Cette interview est parue en février 2020 dans le numéro 228 de Trax Magazine, toujours disponible sur notre store en ligne.
Les yeux exorbités et l’air absent, l’avatar en 3D de Perez pose sur la pochette de Surex, son troisième album studio, écrit à quatre mains avec le producteur Strip Steve. Le modèle virtuel du chanteur semble assister, impuissant, au déroulé d’une époque secouée de tensions sociales, sur fond de crise climatique. Le vrai Perez, en revanche, n’est pas aussi amorphe. Ses yeux sont cernés, mais un sourire enfantin pointe quand il évoque les thèmes de son dernier opus : l’étude des rêves, la modernité anxiogène et la foi en l’humanité. Rencontre au sommet d’une tour du Nord-Est parisien.

Sur votre pochette d’album, vous semblez exténué, mais incapable de fermer les yeux…
Jusqu’à l’âge de 10 ans, j’ai souffert de terreur nocturne. La journée, j’étais un petit garçon normal, j’aimais rester seul et jouer. J’avais beaucoup d’imagination, comme tous les enfants de mon âge. Mais la nuit, l’idée d’être seul me terrorisait. Je redoutais ce moment où je devais m’endormir. Mon esprit divaguait toujours dans une direction très anxiogène. J’avais peur de me retrouver à l’intérieur de moi-même, d’explorer des choses en moi auxquelles je ne voulais pas penser.
Comment ces crises ont-elles évolué avec l’âge ?
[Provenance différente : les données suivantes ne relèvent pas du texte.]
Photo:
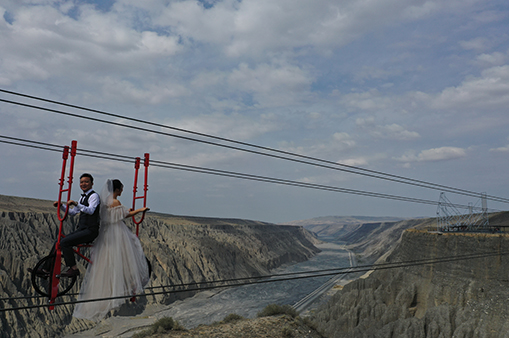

J’ai toujours entretenu un rapport très conflictuel au rêve et à la nuit. Dès le collège, pour ne plus subir ce calvaire du sommeil, j’ai décidé de me maintenir éveillé le plus longtemps possible chaque soir. Je me couchais très tard. En fait, j’attendais de tomber de fatigue. Quand j’étais au lycée, je pouvais travailler jusqu’à des heures tardives de la nuit. Et puis, après le bac, je me suis mis à sortir et à faire la fête. Je rentrais rarement avant la fermeture des clubs. Aujourd’hui, c’est plus difficile. Avec l’âge, je supporte moins bien ce genre de soirées. Alors, je préfère m’épuiser en lisant un bon bouquin, c’est mieux que de prendre plein de drogues.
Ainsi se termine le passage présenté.